I will turn 50 in November of this year, so my project for 2023 will be to watch and review one movie from each year of my life.  The only qualification is that it has to be a movie I’ve not reviewed previously. 


Top Grossing Movies in 2022:

Best Picture Oscar Nominees and Winners in 2022:

Other Movies I’ve Reviewed from 2022:

Title:  An Cailín Ciúin
Release Date: 12 May 2022
Director: Colm Bairéad
Production Company: Inscéal  | Fís Éireann / Screen Ireland | TG4 | Broadcasting Authority of Ireland

Many’s the person missed the opportunity to say nothing and lost much because of it.

The title of The Quiet Girl echoes that of The Quiet Man, the quintessential Hollywood fabrication of Ireland.  Unlike the John Wayne movie, The Quiet Girl is made in Ireland and the dialogue is primarily in the Irish language (Gaeilge). One of the interesting aspects of the movie is the code-switching the characters do between their native tongue and the English forced upon the country through imperialism.

Set in 1981, the movie tells the story of Cáit (Catherine Clinch), a nine-year-old in a large family in rural Ireland.  Cáit’s father (Michael Patric) is an alcoholic and a layabout while her mother (Kate Nic Chonaonaigh) is overextended with caring for the children, including a toddler, and expecting another baby soon. Neglected by her parents and teased by her older siblings as “the weird one,” Cáit has no outlet but to run away and hide.

Cáit’s parents decide that until the baby is born, that she should live with her mother’s distant cousins on a farm three hours away in County Waterford.  They are strangers to Cáit, but Eibhlín (Carrie Crowley) warmly welcomes her into their household with more affection than we’ve ever seen from her parents. Seán (Andrew Bennet) is reserved at first, but eventually he and Cáit form a strong bond working on the farm together.  It’s clear that Cáit is blossoming from being loved for the first time, and that Eibhlín and Seán are finding something they were missing as well.

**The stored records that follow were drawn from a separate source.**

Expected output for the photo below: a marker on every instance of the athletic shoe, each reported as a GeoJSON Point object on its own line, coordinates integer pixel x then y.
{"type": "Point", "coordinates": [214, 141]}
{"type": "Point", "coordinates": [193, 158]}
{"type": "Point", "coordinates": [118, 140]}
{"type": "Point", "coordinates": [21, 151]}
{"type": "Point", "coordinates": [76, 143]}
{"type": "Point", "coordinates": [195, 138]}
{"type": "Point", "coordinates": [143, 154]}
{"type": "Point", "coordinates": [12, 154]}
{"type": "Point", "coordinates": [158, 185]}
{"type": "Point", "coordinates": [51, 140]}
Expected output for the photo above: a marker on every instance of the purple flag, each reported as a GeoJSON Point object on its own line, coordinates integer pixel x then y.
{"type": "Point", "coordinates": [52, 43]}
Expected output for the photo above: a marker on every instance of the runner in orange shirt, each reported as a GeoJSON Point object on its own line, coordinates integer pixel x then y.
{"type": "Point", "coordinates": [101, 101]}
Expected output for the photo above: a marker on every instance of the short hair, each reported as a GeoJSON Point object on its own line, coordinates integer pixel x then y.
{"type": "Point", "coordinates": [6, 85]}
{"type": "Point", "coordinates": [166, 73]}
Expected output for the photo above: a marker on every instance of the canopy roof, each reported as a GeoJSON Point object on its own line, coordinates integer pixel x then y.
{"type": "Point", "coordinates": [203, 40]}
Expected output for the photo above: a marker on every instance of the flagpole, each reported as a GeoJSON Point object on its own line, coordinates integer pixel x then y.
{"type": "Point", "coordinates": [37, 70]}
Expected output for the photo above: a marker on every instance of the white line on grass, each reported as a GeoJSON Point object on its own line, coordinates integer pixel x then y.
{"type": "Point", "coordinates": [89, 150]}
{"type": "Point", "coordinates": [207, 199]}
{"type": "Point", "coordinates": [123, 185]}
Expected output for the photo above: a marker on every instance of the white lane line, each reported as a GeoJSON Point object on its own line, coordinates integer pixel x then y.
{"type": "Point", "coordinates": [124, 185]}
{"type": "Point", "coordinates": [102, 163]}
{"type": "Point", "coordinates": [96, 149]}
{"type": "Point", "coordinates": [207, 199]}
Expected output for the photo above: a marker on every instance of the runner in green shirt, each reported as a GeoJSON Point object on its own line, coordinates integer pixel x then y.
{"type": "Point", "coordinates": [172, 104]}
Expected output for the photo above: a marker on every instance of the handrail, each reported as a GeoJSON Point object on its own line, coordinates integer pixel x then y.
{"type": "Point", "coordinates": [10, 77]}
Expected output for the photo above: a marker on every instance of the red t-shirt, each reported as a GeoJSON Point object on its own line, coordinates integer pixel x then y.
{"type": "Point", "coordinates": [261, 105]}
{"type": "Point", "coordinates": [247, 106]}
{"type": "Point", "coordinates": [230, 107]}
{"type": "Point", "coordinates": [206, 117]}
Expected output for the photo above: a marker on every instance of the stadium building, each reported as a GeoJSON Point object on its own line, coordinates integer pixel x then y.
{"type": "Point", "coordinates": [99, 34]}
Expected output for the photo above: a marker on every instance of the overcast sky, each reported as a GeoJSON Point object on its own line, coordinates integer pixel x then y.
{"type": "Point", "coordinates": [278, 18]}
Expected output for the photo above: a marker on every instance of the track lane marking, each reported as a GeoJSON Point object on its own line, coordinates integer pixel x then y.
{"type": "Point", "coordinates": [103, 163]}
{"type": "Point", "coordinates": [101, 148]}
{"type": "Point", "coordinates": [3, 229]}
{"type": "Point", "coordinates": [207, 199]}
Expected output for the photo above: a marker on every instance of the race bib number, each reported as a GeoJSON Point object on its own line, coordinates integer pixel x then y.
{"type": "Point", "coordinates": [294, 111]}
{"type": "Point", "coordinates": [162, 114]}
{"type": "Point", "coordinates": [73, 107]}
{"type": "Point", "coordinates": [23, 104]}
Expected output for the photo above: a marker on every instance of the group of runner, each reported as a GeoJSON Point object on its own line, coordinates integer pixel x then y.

This is a beautiful and gentle story and it uses the language of film to portray the perspective of a child, with all the wonders and horrors that entails.  I actually felt so angry early on because the way Cáit’s family treats is atrocious and inexcusable. But I felt even more emotional at the acts of kindness and love when Cáit finds her true family with Eibhlín and Seán.